Gadis itu terkejut karena orang yang tadi masuk ke dalam kamar mewah dan besar itu akan Zein Ekky Maulana. Dia segera menghampiri pria tersebut khawatir kalau kepalanya bocor karena lemparan benda keras tersebut, seperti biasa ia selalu reflek menyentuh kepala pria tersebut sekalipun sambim berjinjit untuk memeriksa luka. Hanya saja kali ini Zein tidak menepis bahkan membiarkan saja wanita itu melakukannya.

"Mas Zein, aku minta maaf.

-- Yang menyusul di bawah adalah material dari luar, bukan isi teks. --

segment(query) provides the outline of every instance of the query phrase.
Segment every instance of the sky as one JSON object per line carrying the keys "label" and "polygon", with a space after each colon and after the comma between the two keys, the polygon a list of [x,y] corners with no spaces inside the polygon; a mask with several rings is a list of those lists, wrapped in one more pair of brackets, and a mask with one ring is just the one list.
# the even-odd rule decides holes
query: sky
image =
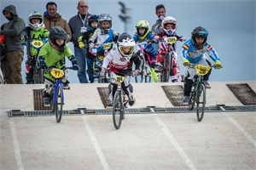
{"label": "sky", "polygon": [[[0,10],[8,6],[16,7],[19,17],[22,18],[26,26],[27,17],[33,11],[44,14],[49,0],[0,0]],[[67,22],[78,13],[78,0],[55,0],[57,13]],[[112,29],[119,33],[125,31],[125,25],[119,15],[121,6],[116,0],[87,1],[89,13],[109,14],[113,18]],[[213,70],[209,82],[256,81],[256,0],[120,0],[130,8],[131,20],[127,31],[131,35],[136,32],[135,26],[140,20],[147,20],[152,26],[158,19],[155,6],[164,4],[166,16],[176,18],[177,33],[191,38],[191,31],[196,26],[203,26],[209,32],[207,42],[217,51],[223,69]],[[8,22],[3,13],[0,14],[0,26]],[[177,42],[180,72],[184,74],[184,67],[179,57],[179,51],[183,42]],[[73,53],[73,45],[67,43]],[[26,49],[26,48],[25,48]],[[212,64],[213,61],[207,56]],[[22,63],[22,77],[26,83],[25,60]],[[67,60],[67,66],[71,63]],[[77,71],[69,71],[68,80],[71,83],[79,83]],[[131,78],[131,82],[134,82]]]}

Aku pikir yang datang tadi bukan mas, tapi penculik yang sengaja datang untuk menggagalkan rencana pernikahan kita lalu menyekapku di tempat ini," katanya sambil terus memeriksa luka di kepala pria itu, hanya sedikit memar tapi pasti juga sakit.

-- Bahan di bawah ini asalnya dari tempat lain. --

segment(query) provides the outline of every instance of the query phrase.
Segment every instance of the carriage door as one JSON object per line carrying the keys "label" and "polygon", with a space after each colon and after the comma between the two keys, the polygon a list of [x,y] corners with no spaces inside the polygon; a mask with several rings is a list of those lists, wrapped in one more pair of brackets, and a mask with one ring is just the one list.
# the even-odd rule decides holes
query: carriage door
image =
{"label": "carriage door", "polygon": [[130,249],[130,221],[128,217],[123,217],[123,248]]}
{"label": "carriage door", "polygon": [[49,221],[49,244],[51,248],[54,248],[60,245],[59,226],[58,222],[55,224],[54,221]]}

"Tidak ada yang menculikmu, aku yang menggendong mu masuk ke kamar ini," balas Zein. Seketika Faeyza menghentikan tangannya, ia menurunkan tumit kakinya begitu mendengar kalau pria itulah yang sudah menggendongnya. Matanya menatap tidak percaya.

"Bukankah mas bilang, mas tidak bisa menyentuh wanita yang tidak hal keculai terpaksa. Apakah menggendong ku itu termasuk terpaksa? Karena di tempat itu ada Ayah dan Ibu ku, harusnya Ayah ku yang menggendong ku. Dan … kenapa aku di bawa ke hotel?" tanyanya penasaran.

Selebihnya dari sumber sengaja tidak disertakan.